East Med Gas: Immediate and Distance Solutions
The Eastern Mediterranean became central in natural gas dialogues since the discovery of substantial amounts of natural gas under its seabed. The increased attention it received could be explained by the simple fact that the Eastern Mediterranean was considered energy poor until Israel’s discovery of fertile fields. Israel’s Leviathan and Tamar hold respectively 21 and 10 Tcf of natural gas, enough to secure the country’s natural gas independence for decades and even its entry to export markets. Cyprus was the second Eastern Mediterranean country to encounter some of the same hydrocarbon in Block 12 of its EEZ. Its Aphrodite field is estimated at 3.6 to 6 Tcf of natural gas. The island needs to make additional discoveries to get its gas to market, and is currently conducting further exploratory activities in its maritime zone. Neighbouring Lebanon is believed to be oil and gas rich, but domestic political obstacles have been delaying the launching of the first licensing round. Lebanese officials have stated that Lebanon’s waters may contain up to 95 Tcf of natural gas, a figure that is yet to be proven by drilling.
Whilst international commentators agree that the Eastern Mediterranean is, unlike previously thought, rich in natural gas, they are divided between those who believe the riches will only benefit the interested parties and their immediate neighbours, and others who see in the Eastern Mediterranean discoveries an alternative supply for markets seeking to diversify their sources of energy.

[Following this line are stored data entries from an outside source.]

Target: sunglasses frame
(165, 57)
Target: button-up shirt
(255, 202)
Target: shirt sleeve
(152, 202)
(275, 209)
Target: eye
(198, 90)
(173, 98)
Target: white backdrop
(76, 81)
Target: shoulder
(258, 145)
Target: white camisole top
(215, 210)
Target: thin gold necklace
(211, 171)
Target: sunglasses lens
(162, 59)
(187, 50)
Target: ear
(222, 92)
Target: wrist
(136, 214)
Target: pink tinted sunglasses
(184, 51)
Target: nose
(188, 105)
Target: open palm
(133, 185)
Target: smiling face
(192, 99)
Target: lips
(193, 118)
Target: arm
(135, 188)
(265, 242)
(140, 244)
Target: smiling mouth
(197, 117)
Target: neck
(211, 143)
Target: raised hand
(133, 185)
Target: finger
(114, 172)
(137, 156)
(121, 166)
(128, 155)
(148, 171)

The momentum of the Eastern Mediterranean discoveries is interesting, as it coincides with Europe’s new quest to diversify its sources of supply. Israel’s Leviathan is expected to reach production stage by 2018. As to Cyprus, the ENI/KOGAS consortium has commenced exploratory drilling offshore the island and estimates are optimistic that further discoveries will be made allowing the island to pursue its planned onshore LNG terminal in its coastal Vassilikos area. Lebanon’s potential is also believed to be very high, but confidence is decreasing in the country’s capability to bring the process to fruition. Will Eastern Mediterranean gas be delivered in time to address Europe’s energy problem? And will the quantities truly make a difference? Eastern Mediterranean gas will surely not constitute a sole and sufficient solution for Europe. But any additional supply would be welcome.

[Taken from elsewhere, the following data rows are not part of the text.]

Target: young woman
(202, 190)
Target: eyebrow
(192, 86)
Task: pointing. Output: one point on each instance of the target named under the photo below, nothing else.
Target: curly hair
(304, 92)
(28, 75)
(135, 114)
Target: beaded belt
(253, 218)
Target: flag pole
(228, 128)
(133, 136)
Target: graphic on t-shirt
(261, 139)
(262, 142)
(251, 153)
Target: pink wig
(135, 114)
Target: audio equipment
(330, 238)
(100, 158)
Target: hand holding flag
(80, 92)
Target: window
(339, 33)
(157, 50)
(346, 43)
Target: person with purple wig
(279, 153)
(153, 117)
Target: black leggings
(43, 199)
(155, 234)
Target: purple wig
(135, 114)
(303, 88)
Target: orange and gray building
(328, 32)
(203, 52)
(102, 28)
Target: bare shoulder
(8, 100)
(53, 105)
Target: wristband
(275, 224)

A question remains unanswered. How will the Eastern Mediterranean countries deliver their hydrocarbon riches to export markets in Europe and Asia, and will Eastern Mediterranean countries enter the LNG market in time before an eventual drop in prices? Constructing their own LNG terminals seem if not impossible at least a distant possibility? Talks between Israel and Woodside failed due to various disputes, amongst them one around fiscality. Cyprus’ strategic LNG terminal remains a project that requires the discovery of at least another 6 Tcf of gas to be commercially viable. Israel has been considering using Egypt’s unused LNG terminals to reach lucrative markets in Asia, and a Europe looking for exotic suppliers to loosen Russia’s grip over its market. Egypt’s internal market will also absorb some of the Israeli gas due to a flat production, a growing demand and ongoing export obligations.
The regional market, relatively modest, will therefore consume some of the Israeli and Cypriot gas. A letter of intent signed between Noble Energy and Jordan’s state owned National Electric Power Company revealed the Kingdom’s interest in importing gas from Israel by 2017 to decrease its spiking energy bill (exceeding JD 4 billion). Disruptions in the supply of Egyptian gas caused Jordan to import expensive fuel products to make up for the difference. Cyprus’ Minister of Energy’s visit to the Kingdom earlier this month also revealed that Cyprus sees in Jordan a potential market for exporting a portion of its future discoveries.
Eastern Mediterranean gas will be headed towards regional markets (namely Jordan and Egypt) where the need for gas and the geographical proximity are favorable. How the gas will reach further markets in Asia and Europe will largely depend on regional cooperation and the amounts of gas discovered. Pipeline and LNG scenarios still compete in the absence of a defined export strategy.